All levels of court in any jurisdiction functioned to ensure justice of the case prevails. Justice must be seen done not by words of mouth but by practical manifestation.


26.
I have noted certain anomalies in this case which by justice ought to be rectified and explained. Why the Commissioner of Forests should issue an amended licence to cover a customary land which had not been determined by the Provincial Executive. There was nothing in Form II determination, and no land trustees were identified us being entitled to grant timber rights on tekungagoto customary land.


27.
The whole entire episode Commenced by endorsing a certificate of no appeal by Magistrate Lelapitu, in respect of a customary land which no determination was made in its respect by the Provincial Executive, see paragraphs 9-11 above.


28.
Justice requires the Commissioner of Forest to explain why at initial stage issued licence No. A101182 on 26th September 2013 to cover gogoniu customary land only. And then reissued the same licence as an amended licence to cover gagoniu and tekungagoto customary lands on 26th June 2014, back date to operate on 26th June 2013, first in time before the other licence was to come into effect from 26th September 2013.


29.
The irregularities must be justified by the Commissioner of Forests.

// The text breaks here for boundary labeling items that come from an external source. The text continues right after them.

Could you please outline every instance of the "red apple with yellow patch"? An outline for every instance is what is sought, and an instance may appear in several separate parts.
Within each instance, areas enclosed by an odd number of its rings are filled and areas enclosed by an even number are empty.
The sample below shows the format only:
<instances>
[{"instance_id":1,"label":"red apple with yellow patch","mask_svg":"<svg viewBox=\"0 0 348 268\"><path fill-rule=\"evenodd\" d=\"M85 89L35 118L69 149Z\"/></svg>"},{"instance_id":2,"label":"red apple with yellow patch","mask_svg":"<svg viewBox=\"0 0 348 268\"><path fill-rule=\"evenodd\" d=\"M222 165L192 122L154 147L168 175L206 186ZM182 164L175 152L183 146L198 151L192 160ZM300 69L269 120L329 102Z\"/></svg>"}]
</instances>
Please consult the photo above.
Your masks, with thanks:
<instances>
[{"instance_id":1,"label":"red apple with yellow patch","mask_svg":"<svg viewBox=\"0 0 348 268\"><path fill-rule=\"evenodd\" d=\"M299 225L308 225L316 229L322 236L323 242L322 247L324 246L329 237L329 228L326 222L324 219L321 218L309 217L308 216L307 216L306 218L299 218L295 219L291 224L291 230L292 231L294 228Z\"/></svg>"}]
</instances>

This requirement is necessary to justify what he had done, and to uphold the interest of justice in this case.


30.
Therefore, although filling of this case was late by 24 days, that lateness is not unreasonable or inordinately late. As I have stated above the circumstances of this case demanded that it progress to trial as interest of justices is best required. I must therefore dismiss this application with costs.



Orders.



1.
Application to dismiss the claim on the ground of time limit is hereby dismissed.




2.
Costs incidental to this hearing is to be paid by the first and second Defendants to the Claimant.









The Courts.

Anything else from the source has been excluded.